Abbie kicks a ball from one end of the 100m field to the other if the ball is in the air for 4 seconds determine the angle the ball was kicked at and the initial velocity. Solve the question using kinematics formulas.
To solve this question, we can use the kinematics formulas for projectile motion. The two equations we'll be using are:
1) Horizontal displacement (Δx) = initial velocity (V₀) * time (t) * cos(θ)
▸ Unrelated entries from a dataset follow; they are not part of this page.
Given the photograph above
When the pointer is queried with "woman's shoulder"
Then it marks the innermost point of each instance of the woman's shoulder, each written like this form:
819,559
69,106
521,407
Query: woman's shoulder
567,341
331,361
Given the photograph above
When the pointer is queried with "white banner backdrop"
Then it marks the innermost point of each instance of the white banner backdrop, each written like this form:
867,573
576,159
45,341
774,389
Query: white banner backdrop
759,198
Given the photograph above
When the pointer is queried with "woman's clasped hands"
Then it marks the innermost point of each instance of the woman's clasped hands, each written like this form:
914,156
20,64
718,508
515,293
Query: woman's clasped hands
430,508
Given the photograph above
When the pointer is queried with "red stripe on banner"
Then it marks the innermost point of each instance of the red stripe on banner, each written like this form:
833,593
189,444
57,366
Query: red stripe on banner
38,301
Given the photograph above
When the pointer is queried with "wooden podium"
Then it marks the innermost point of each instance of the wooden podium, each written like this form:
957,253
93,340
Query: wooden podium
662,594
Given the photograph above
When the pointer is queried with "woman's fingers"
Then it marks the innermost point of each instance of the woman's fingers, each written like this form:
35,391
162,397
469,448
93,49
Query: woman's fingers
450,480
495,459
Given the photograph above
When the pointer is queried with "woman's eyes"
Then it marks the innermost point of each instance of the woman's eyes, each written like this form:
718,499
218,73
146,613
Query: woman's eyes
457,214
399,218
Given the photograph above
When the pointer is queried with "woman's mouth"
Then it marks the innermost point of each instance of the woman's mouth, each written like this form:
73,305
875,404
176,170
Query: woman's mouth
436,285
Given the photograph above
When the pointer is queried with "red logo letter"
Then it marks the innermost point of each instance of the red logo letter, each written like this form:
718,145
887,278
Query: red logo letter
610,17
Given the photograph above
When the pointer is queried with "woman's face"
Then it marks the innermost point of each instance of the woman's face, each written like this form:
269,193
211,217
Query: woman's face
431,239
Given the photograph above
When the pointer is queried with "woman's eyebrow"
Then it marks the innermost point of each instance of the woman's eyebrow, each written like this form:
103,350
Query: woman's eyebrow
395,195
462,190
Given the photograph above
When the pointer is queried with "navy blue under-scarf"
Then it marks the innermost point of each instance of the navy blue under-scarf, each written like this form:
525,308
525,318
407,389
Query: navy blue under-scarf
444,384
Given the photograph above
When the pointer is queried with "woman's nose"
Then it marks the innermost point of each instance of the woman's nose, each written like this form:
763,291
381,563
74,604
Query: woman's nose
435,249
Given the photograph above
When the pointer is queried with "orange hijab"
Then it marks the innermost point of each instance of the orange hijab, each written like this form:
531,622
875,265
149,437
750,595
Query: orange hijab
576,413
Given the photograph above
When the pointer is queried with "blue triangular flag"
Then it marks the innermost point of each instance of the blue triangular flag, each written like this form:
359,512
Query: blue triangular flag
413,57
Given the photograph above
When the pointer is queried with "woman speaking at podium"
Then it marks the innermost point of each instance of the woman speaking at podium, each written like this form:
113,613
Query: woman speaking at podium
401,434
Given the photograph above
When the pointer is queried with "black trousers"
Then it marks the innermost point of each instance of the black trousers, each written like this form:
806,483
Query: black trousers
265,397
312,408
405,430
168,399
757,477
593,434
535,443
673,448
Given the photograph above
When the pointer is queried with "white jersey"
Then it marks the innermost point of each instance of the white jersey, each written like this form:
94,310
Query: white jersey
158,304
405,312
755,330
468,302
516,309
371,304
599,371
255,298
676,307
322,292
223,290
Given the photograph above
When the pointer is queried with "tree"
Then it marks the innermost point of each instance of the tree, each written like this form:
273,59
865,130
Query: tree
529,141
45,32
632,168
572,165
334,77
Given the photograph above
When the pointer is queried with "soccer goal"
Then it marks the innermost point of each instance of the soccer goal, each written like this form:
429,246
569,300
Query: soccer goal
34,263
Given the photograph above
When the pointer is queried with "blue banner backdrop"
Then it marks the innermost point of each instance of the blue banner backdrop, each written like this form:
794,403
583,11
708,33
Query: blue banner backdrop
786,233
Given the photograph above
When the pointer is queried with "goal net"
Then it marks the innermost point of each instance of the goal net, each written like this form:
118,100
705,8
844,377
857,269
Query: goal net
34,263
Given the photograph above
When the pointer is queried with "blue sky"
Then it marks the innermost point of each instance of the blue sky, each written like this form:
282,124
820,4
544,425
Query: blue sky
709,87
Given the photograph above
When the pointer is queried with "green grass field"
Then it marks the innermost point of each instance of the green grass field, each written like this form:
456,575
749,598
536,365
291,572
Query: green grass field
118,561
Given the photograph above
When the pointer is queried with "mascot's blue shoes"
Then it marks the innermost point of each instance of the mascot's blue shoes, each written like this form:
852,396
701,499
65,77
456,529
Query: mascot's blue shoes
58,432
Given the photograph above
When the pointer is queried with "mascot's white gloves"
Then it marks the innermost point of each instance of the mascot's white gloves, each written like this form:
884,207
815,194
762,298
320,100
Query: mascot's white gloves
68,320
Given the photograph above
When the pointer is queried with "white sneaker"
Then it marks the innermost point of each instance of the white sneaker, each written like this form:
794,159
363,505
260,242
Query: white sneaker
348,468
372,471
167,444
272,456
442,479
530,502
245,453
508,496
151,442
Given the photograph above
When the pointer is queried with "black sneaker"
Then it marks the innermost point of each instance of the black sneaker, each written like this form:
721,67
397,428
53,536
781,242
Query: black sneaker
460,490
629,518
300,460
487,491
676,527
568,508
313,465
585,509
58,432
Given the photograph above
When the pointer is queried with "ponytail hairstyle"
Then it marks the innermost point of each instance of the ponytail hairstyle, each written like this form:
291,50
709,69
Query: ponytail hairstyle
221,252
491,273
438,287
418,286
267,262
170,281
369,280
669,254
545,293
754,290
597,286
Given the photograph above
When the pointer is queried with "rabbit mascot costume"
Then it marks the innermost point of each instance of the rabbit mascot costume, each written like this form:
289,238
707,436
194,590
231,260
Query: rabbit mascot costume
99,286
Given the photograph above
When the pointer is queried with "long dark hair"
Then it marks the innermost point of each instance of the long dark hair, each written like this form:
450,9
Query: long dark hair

2) Vertical displacement (Δy) = initial velocity (V₀) * time (t) * sin(θ) - (1/2) * acceleration due to gravity (g) * t²
Given that the field length is 100m and the ball is in the air for 4 seconds, we know that the horizontal displacement (Δx) is 100m and the time (t) is 4 seconds.
Now, let's solve for the initial velocity (V₀) and the angle (θ):
1) Δx = V₀ * t * cos(θ)
100m = V₀ * 4s * cos(θ)
Divide both sides by (4s * cos(θ)):
25m = V₀ * cos(θ)
2) Δy = V₀ * t * sin(θ) - (1/2) * g * t²
Assuming the ball starts at ground level, the vertical displacement (Δy) is 0. Therefore:
0 = V₀ * 4s * sin(θ) - (1/2) * 9.8 m/s² * (4s)²
0 = V₀ * 4s * sin(θ) - 78.4m
Now, we have two equations with two unknowns (V₀ and θ). We can use substitution to solve for both.
From equation 1, we have:
25m = V₀ * cos(θ) --> (Equation A)
From equation 2, we have:
0 = V₀ * 4s * sin(θ) - 78.4m --> (Equation B)
Now, let's solve equation A for V₀:
V₀ = 25m / cos(θ)
Substitute this value of V₀ into equation B:
0 = (25m / cos(θ)) * 4s * sin(θ) - 78.4m
0 = (100m * sin(θ)) - 78.4m
Rearrange the equation:
78.4m = 100m * sin(θ)
sin(θ) = 78.4m / 100m
sin(θ) = 0.784
Taking the arcsin of both sides:
θ = arcsin(0.784)
θ ≈ 51.81° (rounded to 2 decimal places)
Now, substitute this value of θ into equation A to find V₀:
25m = V₀ * cos(51.81°)
V₀ = 25m / cos(51.81°)
V₀ ≈ 40.10 m/s (rounded to 2 decimal places)
Therefore, the ball was kicked at an angle of approximately 51.81° and the initial velocity was approximately 40.10 m/s.